I have to show that $f(x)=\sin(x^2)$ is integrable on $[1, \infty[$. This is French terminology, so "intégrable" specifically means that the integral of $|f|$ exists.
The only method I know is to compare it to functions of the form $\frac{1}{x^\alpha}$, but it's not eventually smaller or larger than any of these. I can't imagine how it could be asymptotically equivalent to anything useful either, seeing as it oscillates like crazy.
If you mean that $$ \lim_{N\to\infty}\int_0^N\sin(x^2)\,\mathrm{d}x $$ exists, then change variables $x\mapsto\sqrt{x}$ and integrate by parts: $$ \begin{align} &\lim_{N\to\infty}\int_0^N\sin(x^2)\,\mathrm{d}x\\ &=\int_0^1\sin(x^2)\,\mathrm{d}x +\lim_{N\to\infty}\frac12\int_1^{N^2}\frac{\sin(x)}{x^{1/2}}\,\mathrm{d}x\\ &=\int_0^1\sin(x^2)\,\mathrm{d}x +\lim_{N\to\infty}\frac12\left[\frac{1-\cos(x)}{x^{1/2}}\right]_1^{N^2} +\lim_{N\to\infty}\frac14\int_1^{N^2}\frac{1-\cos(x)}{x^{3/2}}\,\mathrm{d}x\\ \end{align} $$ Now each piece has a limit as $N\to\infty$ since $$ \int_0^1\sin(x^2)\,\mathrm{d}x $$ is constant $$ \lim_{N\to\infty}\frac12\left[\frac{1-\cos(x)}{x^{1/2}}\right]_1^{N^2}=\frac{\cos(1)-1}2 $$ and $$ \left|\frac{1-\cos(x)}{x^{3/2}}\right|\le\frac2{x^{3/2}} $$ which is integrable over $[1,\infty]$ since $\frac32\gt1$.

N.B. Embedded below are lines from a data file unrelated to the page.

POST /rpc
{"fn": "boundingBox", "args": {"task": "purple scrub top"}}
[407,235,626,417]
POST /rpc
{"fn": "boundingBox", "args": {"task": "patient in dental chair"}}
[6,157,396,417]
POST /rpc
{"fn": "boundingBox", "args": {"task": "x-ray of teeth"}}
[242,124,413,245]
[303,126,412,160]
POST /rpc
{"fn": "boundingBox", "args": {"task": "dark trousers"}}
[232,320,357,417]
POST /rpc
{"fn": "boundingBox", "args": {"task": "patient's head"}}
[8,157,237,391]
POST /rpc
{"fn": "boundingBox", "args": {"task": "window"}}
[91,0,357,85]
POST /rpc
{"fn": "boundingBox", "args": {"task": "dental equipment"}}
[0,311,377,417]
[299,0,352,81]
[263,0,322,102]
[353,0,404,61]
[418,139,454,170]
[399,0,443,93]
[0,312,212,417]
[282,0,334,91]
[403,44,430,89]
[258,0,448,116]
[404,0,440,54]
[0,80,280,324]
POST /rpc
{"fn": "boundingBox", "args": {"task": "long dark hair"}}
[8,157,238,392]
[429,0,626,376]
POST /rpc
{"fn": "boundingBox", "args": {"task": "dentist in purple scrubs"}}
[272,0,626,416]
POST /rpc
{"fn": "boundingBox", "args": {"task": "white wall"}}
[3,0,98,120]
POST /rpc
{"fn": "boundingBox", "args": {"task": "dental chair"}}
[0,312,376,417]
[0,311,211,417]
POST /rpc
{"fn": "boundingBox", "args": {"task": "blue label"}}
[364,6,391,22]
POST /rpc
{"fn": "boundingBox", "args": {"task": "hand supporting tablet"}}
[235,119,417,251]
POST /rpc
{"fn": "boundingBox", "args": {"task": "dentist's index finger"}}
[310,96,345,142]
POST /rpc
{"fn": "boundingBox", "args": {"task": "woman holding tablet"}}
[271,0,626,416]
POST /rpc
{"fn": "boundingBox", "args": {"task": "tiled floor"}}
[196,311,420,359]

Your function is not Lebesgue integrable. As I commented, the absolute value is not integrable. By $u=x^2$ we get $$\int_1^\infty \frac{|\sin u|}{2\sqrt u}du$$
Now, consider $f(u)=\frac{1}{4\sqrt u}$. Our integrand is red, this last function is blue. We know that $$\int_1^\infty \frac{du}{\sqrt u}$$ diverges. From the graph, we can see that $$\int_1^\infty \frac{|\sin u|}{2\sqrt u}du> \int_1^\infty \frac{1}{4\sqrt u}du$$ by comparing the size of the red and green triangles. Thus this integral diverges.
(I guess one can make this rigorous, but I think the argument is clear and convincing.)

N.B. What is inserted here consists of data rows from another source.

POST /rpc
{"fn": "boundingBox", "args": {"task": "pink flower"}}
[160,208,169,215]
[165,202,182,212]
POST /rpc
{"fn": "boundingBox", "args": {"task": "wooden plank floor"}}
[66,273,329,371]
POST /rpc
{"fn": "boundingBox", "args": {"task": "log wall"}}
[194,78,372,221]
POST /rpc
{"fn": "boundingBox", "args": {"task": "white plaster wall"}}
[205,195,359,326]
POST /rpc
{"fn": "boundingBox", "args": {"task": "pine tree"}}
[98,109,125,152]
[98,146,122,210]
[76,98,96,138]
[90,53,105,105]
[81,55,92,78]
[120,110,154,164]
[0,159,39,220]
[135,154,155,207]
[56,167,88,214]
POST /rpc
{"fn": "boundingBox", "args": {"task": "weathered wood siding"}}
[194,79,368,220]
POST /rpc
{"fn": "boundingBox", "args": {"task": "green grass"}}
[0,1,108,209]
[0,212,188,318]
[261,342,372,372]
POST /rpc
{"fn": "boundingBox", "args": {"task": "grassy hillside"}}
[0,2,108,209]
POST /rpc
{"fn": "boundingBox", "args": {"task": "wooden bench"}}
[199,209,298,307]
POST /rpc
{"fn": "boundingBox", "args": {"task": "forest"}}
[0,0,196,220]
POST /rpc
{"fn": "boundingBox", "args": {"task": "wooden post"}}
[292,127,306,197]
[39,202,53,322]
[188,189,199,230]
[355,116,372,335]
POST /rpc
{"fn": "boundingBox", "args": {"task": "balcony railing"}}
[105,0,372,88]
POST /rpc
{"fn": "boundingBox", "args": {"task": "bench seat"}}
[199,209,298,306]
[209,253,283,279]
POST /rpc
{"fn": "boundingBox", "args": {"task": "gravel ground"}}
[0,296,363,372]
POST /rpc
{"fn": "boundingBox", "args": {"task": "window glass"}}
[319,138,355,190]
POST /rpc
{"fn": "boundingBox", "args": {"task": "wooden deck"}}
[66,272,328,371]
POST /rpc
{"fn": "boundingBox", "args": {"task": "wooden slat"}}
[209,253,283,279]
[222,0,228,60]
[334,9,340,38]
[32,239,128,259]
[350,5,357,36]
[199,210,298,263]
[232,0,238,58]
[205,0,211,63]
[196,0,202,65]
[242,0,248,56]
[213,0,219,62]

ADD The intersection with the $x$-axis are the points $x=\pi k$, i.e. the zeroes of $\sin x$. Solving for the extrema (i.e. using derivatives) gives $\tan x=2x$. These points behave asymtotically like $x=\frac \pi 2+\pi k$. Finally, the intersection of the blue graph with the red graph is given by $|\sin x|=\dfrac 1 4$, thus I don't see it impossible to estimate accurately the areas of the triangles in question.